Texas municipal annexation reform has steadily progressed since Houston’s unpopular annexation of Kingwood in 1996. As suburban populations grew, so did frustrations with the far afield city halls that governed them.

In 2017, the Texas Legislature passed SB 6. With few exceptions, SB 6 stripped cities located in the most populous counties of their ability to forcibly annex land. In 2019, the Legislature passed HB 347 expanding SB 6, and banning involuntary annexations for all Texas cities. Although voluntary annexations can still be accomplished through agreements or elections, these instances are limited. Thus, after 2019 the continued utility of the ETJ, the half to five-mile regulatory area surrounding a city’s limits, began to be questioned.

The Growth of Houston – City of Houston Planning & Development Department

The policy for ETJ regulation is that, in anticipation of eventual annexation, cities can require uniform standards for platting, development and infrastructure so these areas can be integrated with existing in-city development and utilities. Still, following the 2017 and 2019 reforms, cities continued to impose ETJ regulations that went well beyond what was necessary given the decreased likelihood that ETJ land would be annexed. These regulations impaired landowners’ rights to utilize their property, stymied development, and added significant cost to an already pricey housing market. 

Entering the 88th Legislative Session, there was much discussion of ETJ reform. Proposals included abolishing the ETJ, limiting its expansion, and allowing landowners to choose whether their land would remain in the ETJ. The plethora of bills filed on the subject soundly reflected these discussions. These bills were filtered through the Senate Local Government Committee, chaired by Senator Paul Bettencourt (R–Houston), and the House Land and Resource Management Committee, chaired by Representative DeWayne Burns (R–Cleburne). Through the adept work of these Chairmen, and with the critical help of Representative Cecil Bell (R-Magnolia) and Representative Mike Schofield (R–Katy), both of whom worked on annexation and ETJ reform for years, SB 2038 became the lead bill, was sent to the Governor on the early date of May 9, 2023, and eventually signed into law on May 19, 2023. 

SB 2038 requires the removal of land from the ETJ upon submission of a landowner petition. Upon receipt, a city must release the land from its ETJ, failing which, the land is deemed released. Similarly, residents may also petition for a removal election, held and paid for by the city. SB 2038 further provides that any area excluded cannot be included in another ETJ or reincluded in the excluded ETJ. Finally, it provides that annexations after January 1, 2023, no longer expand ETJs as it previously had. 

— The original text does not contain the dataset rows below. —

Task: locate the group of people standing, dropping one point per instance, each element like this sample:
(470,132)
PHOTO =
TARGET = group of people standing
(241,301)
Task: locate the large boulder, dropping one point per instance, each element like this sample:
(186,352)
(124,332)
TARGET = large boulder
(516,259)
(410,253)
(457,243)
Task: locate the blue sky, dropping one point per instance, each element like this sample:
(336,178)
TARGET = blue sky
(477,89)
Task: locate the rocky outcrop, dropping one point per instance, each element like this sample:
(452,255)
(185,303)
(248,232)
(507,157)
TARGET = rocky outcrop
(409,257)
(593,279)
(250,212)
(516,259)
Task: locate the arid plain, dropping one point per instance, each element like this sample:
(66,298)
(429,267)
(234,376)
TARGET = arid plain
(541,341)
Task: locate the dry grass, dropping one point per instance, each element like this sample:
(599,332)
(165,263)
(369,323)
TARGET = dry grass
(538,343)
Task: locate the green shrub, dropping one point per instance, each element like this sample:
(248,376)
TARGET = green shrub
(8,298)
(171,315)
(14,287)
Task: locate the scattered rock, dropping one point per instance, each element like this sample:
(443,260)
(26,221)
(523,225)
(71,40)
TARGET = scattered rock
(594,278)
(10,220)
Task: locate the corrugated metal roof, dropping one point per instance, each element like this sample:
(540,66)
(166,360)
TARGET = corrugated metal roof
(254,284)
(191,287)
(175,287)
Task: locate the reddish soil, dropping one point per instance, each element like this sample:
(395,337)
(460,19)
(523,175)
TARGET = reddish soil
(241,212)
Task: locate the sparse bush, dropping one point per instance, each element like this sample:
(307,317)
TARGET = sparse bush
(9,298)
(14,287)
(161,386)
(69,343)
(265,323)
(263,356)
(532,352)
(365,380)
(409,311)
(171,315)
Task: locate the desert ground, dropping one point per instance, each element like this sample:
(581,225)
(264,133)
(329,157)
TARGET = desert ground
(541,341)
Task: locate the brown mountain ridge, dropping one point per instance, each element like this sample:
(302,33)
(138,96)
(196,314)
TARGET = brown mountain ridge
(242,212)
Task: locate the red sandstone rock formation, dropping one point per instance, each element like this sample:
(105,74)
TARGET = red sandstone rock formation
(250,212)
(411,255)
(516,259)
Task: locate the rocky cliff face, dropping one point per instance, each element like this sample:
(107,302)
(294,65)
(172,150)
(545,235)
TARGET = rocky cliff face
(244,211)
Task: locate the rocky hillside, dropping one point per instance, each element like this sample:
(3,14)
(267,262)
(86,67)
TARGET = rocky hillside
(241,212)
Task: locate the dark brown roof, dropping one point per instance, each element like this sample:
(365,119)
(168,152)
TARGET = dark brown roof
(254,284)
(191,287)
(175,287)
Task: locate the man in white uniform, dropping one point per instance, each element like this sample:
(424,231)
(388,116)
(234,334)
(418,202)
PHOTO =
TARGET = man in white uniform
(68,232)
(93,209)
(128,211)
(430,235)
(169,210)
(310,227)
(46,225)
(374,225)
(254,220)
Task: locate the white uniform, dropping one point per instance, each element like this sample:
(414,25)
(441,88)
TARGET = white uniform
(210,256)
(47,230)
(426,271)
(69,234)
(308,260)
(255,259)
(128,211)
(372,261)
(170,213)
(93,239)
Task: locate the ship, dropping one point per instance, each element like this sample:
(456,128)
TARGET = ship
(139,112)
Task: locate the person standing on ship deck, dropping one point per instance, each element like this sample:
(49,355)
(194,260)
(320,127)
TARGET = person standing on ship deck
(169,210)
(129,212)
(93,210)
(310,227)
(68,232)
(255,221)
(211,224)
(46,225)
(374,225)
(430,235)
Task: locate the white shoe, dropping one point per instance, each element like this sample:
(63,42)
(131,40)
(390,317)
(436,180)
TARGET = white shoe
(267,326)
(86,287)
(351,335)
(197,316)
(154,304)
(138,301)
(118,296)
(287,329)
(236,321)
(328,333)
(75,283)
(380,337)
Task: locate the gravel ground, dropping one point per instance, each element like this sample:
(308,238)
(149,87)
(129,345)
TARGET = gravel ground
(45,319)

SB 2038 is the biggest landowner rights bill in recent memory. It gives landowners a choice and unburdens property from often unnecessary and costly regulations. Landowners, armed with the power of choice, are no longer forced to submit to the regulations of a city that is not interested in providing service. Cities are now incentivized to come to the table with services in hand if they want to regulate ETJ land. Although a legal challenge attacking the constitutionality of SB 2038 is pending, it is widely expected that landowners will continue to exercise their right to exit the ETJ during the pendency of the challenge and that it will be resolved in favor of SB 2038.